Cell senescence, when stressed cells can no longer divide to make new cells, is considered a factor in aging and in some diseases. As your body ages, increasing amounts of cells enter into a state of senescence. Senolytic drugs as anti-aging drugs are a promising approach to remove senescent cells, but researchers are still trying to figure out the role of cellular senescence and different ways to approach it. Researchers at the University of California, San Francisco (UCSF), report they have discovered how immune cells naturally clear the body of senescent cells. Their new findings in mice may lead to new strategies and approaches to treating age-related chronic diseases with immunotherapy.
The study was published in the journal Med in a paper titled, “Invariant natural killer T cells coordinate removal of senescent cells.”
“The accumulation of senescent cells within tissues can drive the progression of diseases,” wrote the researchers. “While removal of senescent cells with senolytic drugs has emerged as a promising therapeutic approach, the ubiquitous target of these drugs makes clinical applications challenging.”
Immune cells known as invariant Natural Killer T (iNKT) cells function as a surveillance system, eliminating cells such as senescent cells. However, iNKT cells become less active with age and factors that contribute to chronic disease.

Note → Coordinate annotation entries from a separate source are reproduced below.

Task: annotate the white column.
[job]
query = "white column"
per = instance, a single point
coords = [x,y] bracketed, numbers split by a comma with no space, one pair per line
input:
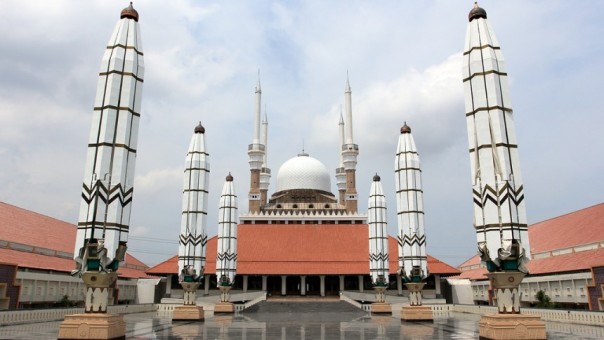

The researchers started to investigate different ways to stimulate this natural surveillance system that offers an alternative to senolytic drugs.
“Using iNKT-targeted therapy can piggyback on their exquisite, built-in specificity,” explained Anil Bhushan, PhD, a professor of medicine at UCSF in the Diabetes Center and senior author of the study.
The scientists discovered they could remove senescent cells by using lipid antigens to activate iNKT cells. Researchers observed improvements in mice with diet-induced obesity. Their blood glucose levels improved, and mice with lung fibrosis had fewer damaged cells.
“I think this is a potential immune therapy for senescence and fibrosis,” noted Mallar Bhattacharya, MD, an associate professor of medicine at UCSF and an author of the study. “It’s a fairly well-tolerated therapy, and we just have to get around dosing and trials.”
“…Taken together along with the results presented here, these considerations suggest that specific activation of surveillance responses by iNKT cells provides a rationale for developing the next generation of approaches to eliminate inflammatory senescent cells associated with chronic diseases,” concluded the researchers.
Their results provide the first evidence that iNKT cells can eliminate senescent cells in these two distinct models where tissue dysfunction is dependent on the accumulation of senescent cells.